Over the last ten years, Rapiscan has more than tripled its employment, up to about 800 employees from an initial size of about 200, he said. Those employees range from highly educated engineers who are designing the state-of-the-art screening equipment, to the manufacturing workers who actually build them.
“We put out 3,000 systems a year,” Kant said. “There are lots of people working on those manufacturing floors.” Engineers are concentrated in Torrence, Calif., and in a laboratory in Sunnyvale, Calif., the high tech mecca. All together, the company has averaged 17 percent a year growth in annual revenues.
Companies like L-3 Communications and Smith Detection, which also make screening devices, also have a share of the security market. Interestingly, one of Rapiscan’s biggest competitors these days comes from a state-supported company called Nuctech in China that is putting screening devices in China’s airports – the fastest growing airport construction in the world.
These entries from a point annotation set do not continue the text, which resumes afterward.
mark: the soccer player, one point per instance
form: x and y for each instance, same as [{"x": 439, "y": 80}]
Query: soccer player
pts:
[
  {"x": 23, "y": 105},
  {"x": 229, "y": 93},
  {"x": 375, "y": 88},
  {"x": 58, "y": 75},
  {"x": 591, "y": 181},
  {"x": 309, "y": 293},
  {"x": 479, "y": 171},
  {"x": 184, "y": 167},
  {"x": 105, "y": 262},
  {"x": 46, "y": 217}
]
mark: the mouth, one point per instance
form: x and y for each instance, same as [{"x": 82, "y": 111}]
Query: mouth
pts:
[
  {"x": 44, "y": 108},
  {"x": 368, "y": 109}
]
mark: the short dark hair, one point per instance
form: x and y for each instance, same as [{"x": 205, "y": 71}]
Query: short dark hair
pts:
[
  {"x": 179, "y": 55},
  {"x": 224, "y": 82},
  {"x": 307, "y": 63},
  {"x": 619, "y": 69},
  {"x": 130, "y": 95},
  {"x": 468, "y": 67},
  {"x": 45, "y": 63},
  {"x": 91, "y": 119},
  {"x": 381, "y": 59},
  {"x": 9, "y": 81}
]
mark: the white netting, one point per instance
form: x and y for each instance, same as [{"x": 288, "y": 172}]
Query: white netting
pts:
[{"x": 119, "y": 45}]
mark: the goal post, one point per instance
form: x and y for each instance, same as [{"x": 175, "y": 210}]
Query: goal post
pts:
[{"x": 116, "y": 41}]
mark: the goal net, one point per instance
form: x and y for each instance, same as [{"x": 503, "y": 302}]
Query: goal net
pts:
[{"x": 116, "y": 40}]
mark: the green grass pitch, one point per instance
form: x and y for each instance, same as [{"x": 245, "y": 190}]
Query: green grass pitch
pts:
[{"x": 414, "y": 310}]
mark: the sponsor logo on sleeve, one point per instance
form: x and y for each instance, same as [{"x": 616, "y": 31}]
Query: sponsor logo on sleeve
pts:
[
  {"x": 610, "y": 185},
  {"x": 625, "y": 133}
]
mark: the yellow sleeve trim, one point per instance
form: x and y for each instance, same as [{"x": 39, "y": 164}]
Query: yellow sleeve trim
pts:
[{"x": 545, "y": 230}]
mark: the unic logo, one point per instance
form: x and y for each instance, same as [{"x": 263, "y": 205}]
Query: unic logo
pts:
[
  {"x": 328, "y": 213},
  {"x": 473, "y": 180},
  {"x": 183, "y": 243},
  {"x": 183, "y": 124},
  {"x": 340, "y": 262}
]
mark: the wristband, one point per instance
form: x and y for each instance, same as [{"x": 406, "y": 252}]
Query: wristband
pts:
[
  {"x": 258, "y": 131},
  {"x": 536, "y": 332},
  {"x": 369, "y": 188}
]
Despite the concerns in Congress over the debt and deficit spending, homeland security is unlikely to take a serious hit, experts say, because of overriding concerns about preventing another 9/11 terrorist attack. Rep. Aderholt, R-Ala., chair of the House Appropriations subcommittee on homeland security, has said that he intends to walk a very fine line between security and budget concerns.
The debt deal reached by Congress late this summer placed a cap on all homeland security expenditures, but underneath that cap, there is discretion on where the money goes.
“I really do think that there was a genuine concern, a genuine understanding that there was a greater need for a greater investment in homeland security after 9/11,” said Guy Ben-Avi, one of the authors of the CSIS report. “The thinking was ‘it happened once, it can happen again, we need to be better prepared.”
Ben-Avi said strengthening aviation security, the primary breach that allowed the 9/11 attacks to happen, was the “snowball that caused an avalanche of investment in homeland security more broadly… and a catalyst (of efforts) to counter the emerging threats that are out there and that will be targeted at us in the foreseeable future.”
Gavin Long, managing director of Civitas, a national security management consulting firm, sounded a cautionary note. He said that some sectors of the homeland security industry are poised to do well, but that others may not, because of competition or changing security needs.
“From a macro level, I’m not so bullish, but there are market segments that are receiving a lot of growth, and there are market segments that have plateuaed and are frankly going to see declines,” he said.
But OSI’s President and CEO, Deepak Chopra (note: not the author by the same name) sees good things for the future of his company in the security sector, saying that the company, heading in to fiscal 2012 is “excited about our growth prospects. Our backlog of $304 million as of June 30, 2011 is 27% higher than the prior fiscal year, and represents a new record year-end backlog."